# Eureka!



## BadJuju270 (Dec 24, 2009)

I have a B.A. in mathematics and plan on starting grad. school for structural engineering in the fall of 2010; I am working on foundation courses now. I am a veteran and will be using the new post 9/11 gi bill. I plan on ultimately graduating from a top 20 program.

I've sought answers on the web to the questions I ask here--I want more opinions. Please CONFIRM or DEBUNK the following assumptions. Share your life experiences and make me a more educated person.

1) With a masters in structural engineering, I am not limited to inspecting plans for buildings, designing runoff systems for highways, or anything else that is ho hum. With my masters I expect to be able to find exciting work in the aircraft manufacturing industry, federal government, state government, or private industry. I will be designing bridges, nuclear reactors, overpasses, beautiful buildings, planes, space craft, etc....A starting salary of $60,000 is not unreasonable.
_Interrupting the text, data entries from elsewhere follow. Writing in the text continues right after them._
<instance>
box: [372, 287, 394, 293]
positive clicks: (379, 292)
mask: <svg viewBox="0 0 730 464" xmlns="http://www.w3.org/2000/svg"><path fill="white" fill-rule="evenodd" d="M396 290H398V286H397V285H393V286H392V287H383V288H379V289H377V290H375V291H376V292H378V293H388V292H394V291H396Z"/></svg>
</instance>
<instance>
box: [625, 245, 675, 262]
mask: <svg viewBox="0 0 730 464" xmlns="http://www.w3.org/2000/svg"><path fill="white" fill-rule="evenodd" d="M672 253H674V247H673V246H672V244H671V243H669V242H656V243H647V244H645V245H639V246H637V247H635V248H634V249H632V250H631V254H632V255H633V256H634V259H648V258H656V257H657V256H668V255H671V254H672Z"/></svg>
2) Not having a bachelors in engineering will not pose serious problems to me getting my PE--I know this is true for California--unless I misinterpreted the web site dealing with engineering licensure.

3) I will receive a highly competitive SMART scholarship (federal government pays for college and in return you commit to work for the DOD for a couple of years)--being a veteran will give me a leg up.
Thanks


----------



## Fluvial (Dec 24, 2009)

BadJuju270 said:


> 1) With a masters in structural engineering, I am not limited to inspecting plans for buildings, designing runoff systems for highways, or anything else that is ho hum.


With a master's in structural engineering, I certainly hope you're not designing runoff for highways ! 

By that I mean, you wouldn't be expected to practice outside of your realm of expertise (structures).

That being said, I think that the work you do would depend entirely upon your employer. I've got a master's degree and yes, sometimes I design mundane and ho-hum things. That's because I choose to work in a geographic area that doesn't have so many high profile, sexy projects. In other areas you may find engineers with bachelor's degrees being involved in innovative, exciting projects.


----------



## picusld (Dec 30, 2009)

BadJuju270 said:


> I have a B.A. in mathematics and plan on starting grad. school for structural engineering in the fall of 2010; I am working on foundation courses now. I am a veteran and will be using the new post 9/11 gi bill. I plan on ultimately graduating from a top 20 program.
> I've sought answers on the web to the questions I ask here--I want more opinions. Please CONFIRM or DEBUNK the following assumptions. Share your life experiences and make me a more educated person.
> 
> 1) With a masters in structural engineering, I am not limited to inspecting plans for buildings, designing runoff systems for highways, or anything else that is ho hum. With my masters I expect to be able to find exciting work in the aircraft manufacturing industry, federal government, state government, or private industry. I will be designing bridges, nuclear reactors, overpasses, beautiful buildings, planes, space craft, etc....A starting salary of $60,000 is not unreasonable.
> ...


The more that I am in the business, the more I realize the imprortance of social skills and relationships. Education is only a piece of the puzzel when it comes to being succesful and getting the projects that you really want.

As for exciting...You are going into engineering right?

If you are looking for excitement, then I would pursue a fighter pilot position in the military or something in the service where you jump out of planes. Unless you got into demolition. That could be exciting.


----------